Protis had on the resewn scraps of the Sorcerous gambeson over its armor, but it would not be a perfect defense. Not against a potent, Sorcerous assault. So, it planned its moves carefully. And waited.
The fires grew lower and were fed more logs. Great blazes spat smoke that thickened the room, obscuring distant vision. Good. Let them be blind to death.
Protis did not move, did not shift. Its armor was covered in dark charcoal and dyed cloth to cover the spots where the charcoal didn't work. A phantom in the shadow.
The Sorcerer stood. The voivode was walking around, laughing, clapping shoulders and smacking backs. The doors to the hall opened as a warrior left, staggering and chuckling to himself. The Sorcerer stopped to get a cup of wine just below. The central hearth flared as a log cracked.
Protis dropped.
The Sorcerer crumpled underfoot. Bone snapped as all he eked out was a strangled, forced exhale. No Spells slung. Protis smashed a hand down, crushing the priest's head, just to be thorough, and rushed forward. Everyone turned. Stared. A silence that stretched for an entire second. Then someone screamed. Others hollered. Most ran. Some grabbed for weapons and tottered to their feet defensively. All too slow. Protis weakly smacked the voivode's head with the thick wooden handle of the axe. The prey fell limp. Protis snatched him up and held him under an arm. A guard got in his way. His head burst into pulp and shards of bone. Axe sprayed blood over a terrified crowd. Protis barged through them, making toward the doors. A priest stepped out from a hidden panel, a Sorcerous presence suddenly flaring to life. They formed a Spell in hand. Protis kept going, lowering its shoulder to charge the half-opened doors. Something icy and sharp touched Protis's shoulder blade, then rolled down its back like frigid raid. The weave of Sorcery in the gambeson took most of it, but the impact was enough to nearly topple the Soulborne as its muscles went stiff and limbs weakened with the stagnation of barely-controlled Sorcery.
Ravens of death circled. They plucked at Protis's flesh. The caw of nonexistence echoed.
But this Soulborne would not die today. Protis reached forth and plucked a raven from the sky and crushed it, shrugging off the Sorcery. The priest gasped and staggered back. Protis snatched a fleeing cowardous thing by the leg and threw it. The body twisted, screaming, and crashed into the priest; they both went down hard. Protis knew they would not move for some time, so it faced the doors once more.

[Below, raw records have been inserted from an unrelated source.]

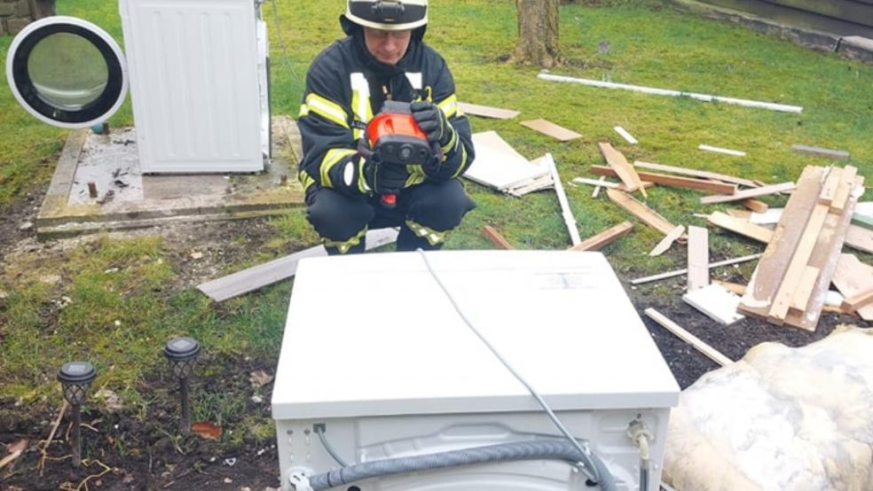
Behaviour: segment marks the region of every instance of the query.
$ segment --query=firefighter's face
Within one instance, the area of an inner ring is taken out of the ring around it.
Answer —
[[[409,48],[413,31],[382,31],[364,27],[364,42],[370,53],[376,59],[388,65],[397,65]]]

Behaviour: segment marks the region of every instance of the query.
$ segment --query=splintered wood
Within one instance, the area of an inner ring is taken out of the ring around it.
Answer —
[[[740,302],[744,314],[814,331],[864,178],[807,167]]]
[[[676,226],[671,223],[669,220],[664,218],[625,192],[607,189],[606,195],[610,197],[610,199],[613,203],[625,208],[625,211],[643,221],[646,225],[649,225],[664,235],[669,235],[670,232],[676,229]]]
[[[627,159],[625,159],[625,156],[617,150],[612,148],[612,145],[610,144],[601,142],[597,144],[597,146],[600,148],[601,153],[603,154],[603,158],[606,159],[606,162],[615,171],[616,175],[627,186],[627,191],[633,192],[640,190],[640,192],[648,198],[646,188],[642,187],[640,175],[637,175],[636,170],[631,164],[627,163]]]

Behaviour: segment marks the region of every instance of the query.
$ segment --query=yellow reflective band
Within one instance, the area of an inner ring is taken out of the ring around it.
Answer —
[[[446,118],[452,118],[458,113],[458,96],[452,94],[445,97],[443,102],[437,104],[436,106],[443,110],[443,113],[445,114]]]
[[[342,160],[343,157],[348,157],[355,152],[354,150],[348,148],[332,148],[325,153],[325,158],[321,160],[321,165],[319,166],[321,171],[321,185],[323,187],[334,187],[334,183],[330,180],[330,169],[337,162]]]
[[[467,147],[460,145],[460,165],[458,166],[458,170],[452,175],[452,177],[457,177],[464,172],[464,168],[467,167]]]
[[[435,230],[429,227],[420,225],[412,220],[406,221],[406,226],[409,227],[409,230],[413,230],[413,233],[415,235],[427,238],[428,242],[429,242],[431,246],[436,246],[441,242],[445,242],[445,236],[448,233],[448,230],[443,232]]]
[[[300,181],[300,183],[303,185],[303,191],[306,191],[310,186],[315,183],[315,179],[313,179],[312,176],[310,175],[305,170],[302,170],[299,174],[297,174],[297,179]]]
[[[330,240],[328,238],[322,238],[321,241],[325,245],[325,247],[336,247],[336,250],[340,252],[341,254],[344,254],[349,252],[355,246],[361,243],[364,240],[364,236],[366,234],[366,227],[355,234],[354,237],[348,240]]]
[[[347,121],[349,116],[340,105],[326,99],[318,94],[310,94],[306,96],[306,105],[309,106],[311,113],[315,113],[342,128],[349,128],[349,121]]]
[[[406,178],[406,183],[403,185],[405,188],[414,186],[415,184],[421,184],[428,178],[428,175],[424,173],[424,169],[421,168],[421,166],[406,166],[406,172],[409,173],[409,177]]]

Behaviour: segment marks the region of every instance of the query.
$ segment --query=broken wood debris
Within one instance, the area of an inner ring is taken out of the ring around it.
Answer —
[[[676,242],[676,240],[678,240],[679,238],[682,237],[682,234],[684,233],[685,233],[685,226],[677,225],[676,228],[672,230],[672,231],[671,231],[669,234],[665,236],[664,238],[661,239],[661,242],[657,243],[657,246],[655,246],[655,248],[652,249],[650,253],[649,253],[649,255],[650,257],[656,257],[667,252],[667,250],[669,250],[670,247],[672,246],[673,242]]]
[[[513,111],[511,109],[500,109],[499,107],[490,107],[487,105],[479,105],[477,104],[469,104],[467,102],[459,102],[458,109],[460,109],[465,114],[472,114],[474,116],[482,116],[483,118],[492,118],[494,120],[511,120],[520,114],[518,111]]]
[[[734,194],[720,194],[717,196],[704,196],[704,198],[700,199],[700,203],[703,205],[712,205],[713,203],[727,203],[728,201],[739,201],[741,199],[745,199],[746,198],[757,198],[759,196],[765,196],[767,194],[775,194],[777,192],[792,191],[794,188],[795,188],[794,183],[782,183],[779,184],[761,186],[759,188],[754,188],[751,190],[743,190],[741,191],[735,192]]]
[[[720,261],[717,262],[711,262],[709,265],[710,269],[712,268],[719,268],[720,266],[730,266],[733,264],[739,264],[741,262],[747,262],[750,261],[755,261],[756,259],[760,259],[764,254],[751,254],[748,256],[738,257],[735,259],[727,259],[725,261]],[[688,269],[676,269],[675,271],[668,271],[666,273],[660,273],[657,275],[653,275],[650,277],[644,277],[641,278],[636,278],[631,280],[631,284],[642,284],[644,283],[649,283],[653,281],[657,281],[660,279],[672,278],[676,277],[681,277],[688,274]]]
[[[815,330],[857,201],[854,190],[863,185],[853,169],[804,169],[740,302],[741,312]],[[850,191],[840,192],[845,186]]]
[[[633,230],[633,224],[630,222],[621,223],[600,232],[599,234],[588,238],[578,246],[570,248],[570,251],[599,251],[603,247],[615,242],[618,238],[624,237]]]
[[[673,335],[675,335],[677,338],[682,339],[686,343],[688,343],[689,345],[694,347],[695,349],[696,349],[700,353],[703,353],[710,360],[712,360],[713,362],[719,363],[723,367],[733,364],[734,362],[733,360],[725,356],[714,347],[704,343],[700,339],[700,338],[697,338],[694,334],[691,334],[690,332],[680,327],[676,323],[671,321],[664,314],[661,314],[660,312],[655,310],[654,308],[647,308],[644,312],[646,313],[646,316],[649,316],[649,318],[657,323],[661,327],[666,329]]]
[[[482,235],[491,241],[498,249],[503,249],[505,251],[515,249],[509,242],[500,235],[500,232],[497,231],[494,227],[491,225],[485,225],[482,228]]]
[[[627,159],[625,158],[625,155],[612,148],[612,145],[609,143],[598,143],[597,147],[600,149],[601,153],[603,154],[603,158],[606,159],[606,162],[610,165],[610,168],[612,168],[611,170],[615,172],[615,175],[617,175],[621,179],[621,182],[625,183],[625,185],[627,186],[627,191],[633,192],[639,189],[640,192],[648,198],[646,189],[642,187],[640,175],[637,175],[633,167],[627,163]]]
[[[688,292],[709,284],[709,230],[688,227]]]
[[[366,249],[391,244],[397,239],[397,231],[394,229],[369,230],[366,232]],[[324,246],[316,246],[232,275],[208,281],[199,284],[197,289],[214,301],[224,301],[293,277],[297,272],[297,263],[302,259],[326,255],[327,251]]]
[[[672,232],[676,226],[657,212],[634,199],[631,195],[617,190],[606,190],[607,196],[613,203],[618,205],[631,214],[641,220],[645,224],[658,230],[664,235]]]
[[[591,166],[589,168],[593,174],[604,176],[617,176],[618,174],[610,168],[604,166]],[[720,194],[734,194],[736,192],[736,184],[729,183],[720,183],[704,179],[694,179],[690,177],[679,177],[676,175],[667,175],[666,174],[653,174],[650,172],[638,172],[637,177],[641,181],[664,184],[677,188],[704,191],[708,192],[717,192]]]
[[[569,142],[570,140],[575,140],[576,138],[582,137],[582,135],[579,135],[571,129],[567,129],[562,126],[558,126],[554,122],[547,121],[542,118],[529,121],[522,121],[522,126],[530,128],[534,131],[539,131],[547,136],[556,138],[562,142]]]
[[[873,289],[873,266],[864,264],[854,254],[840,254],[831,282],[844,297],[854,297]],[[865,321],[873,321],[873,305],[862,306],[857,312]]]
[[[740,184],[741,186],[746,186],[747,188],[760,187],[760,184],[755,183],[754,181],[750,181],[749,179],[743,179],[742,177],[735,177],[733,175],[725,175],[724,174],[708,172],[705,170],[695,170],[692,168],[665,166],[663,164],[655,164],[652,162],[641,162],[640,160],[633,162],[633,165],[640,168],[647,168],[649,170],[660,170],[662,172],[669,172],[671,174],[678,174],[680,175],[690,175],[691,177],[698,177],[701,179],[712,179],[714,181],[721,181],[722,183],[731,183],[734,184]]]
[[[625,129],[624,128],[622,128],[620,126],[617,126],[617,127],[614,127],[613,129],[615,129],[616,130],[616,133],[621,135],[621,137],[622,138],[625,138],[625,140],[627,141],[627,143],[631,144],[632,145],[635,145],[635,144],[637,144],[640,143],[630,133],[628,133],[627,130]]]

No one else got in the way.
The night sky was open and moon bright. Screams filtered into the night. Something clattered off Protis's iron shoulder plate. A thrown spear. Insufficient.
Bounding forward. The rush of wind. Freedom from the cramped, dark, hot interior. Feet smacking across the muddy courtyard. The interior wall's gate was open, and guards were turning to stare, alerted to the noise. They went to shut the gate. Protis reached them first.
The city was afraid. It bled terror at every turn. Protis bounded over rooftops and through alleys. The voivode struggled in its grip, wriggling and writhing. In the jaws of the predator, knowledge of its impending doom certain. Too weak to escape or harm. No weapons.
Through the night. Through the dark.
Minutes passed. The voivode stopped struggling.
The exterior wall came into sight.
"Protis!" a man's voice shouted.
Wendof. A mercenary. Trusted by Daecinus. He emerged from the darkness of a hovel. Others behind him. More scattered in nearby hiding places, weapons ready. Not enemies. Trusted.
"Fuck, you really have him? Alright!" Wendof drew a sword and faced the gate, then yelled out to the guards, turning to stare from a human's spear throw away, "We've got your voivode here! If you want him to live, better vacate the premises now. No weapons in hand!"
"If I see one spear, one axe, even a damn knife, we'll cut his throat," Aelle said.
Hesitation. Protis dropped the voivode at the feet of the one named Bowyer, who took the prey and held him up for the enemy to see. Bowyer was trusted more than most.
Protis scanned the field. No one behind. Slow human legs. The creature listened, but there were no hooves in the distance. Horses made them fast, harder to fight. Had to be cautious when they charged. Protis looked back. The guards below were surrendering. But not those above. Nine that were visible.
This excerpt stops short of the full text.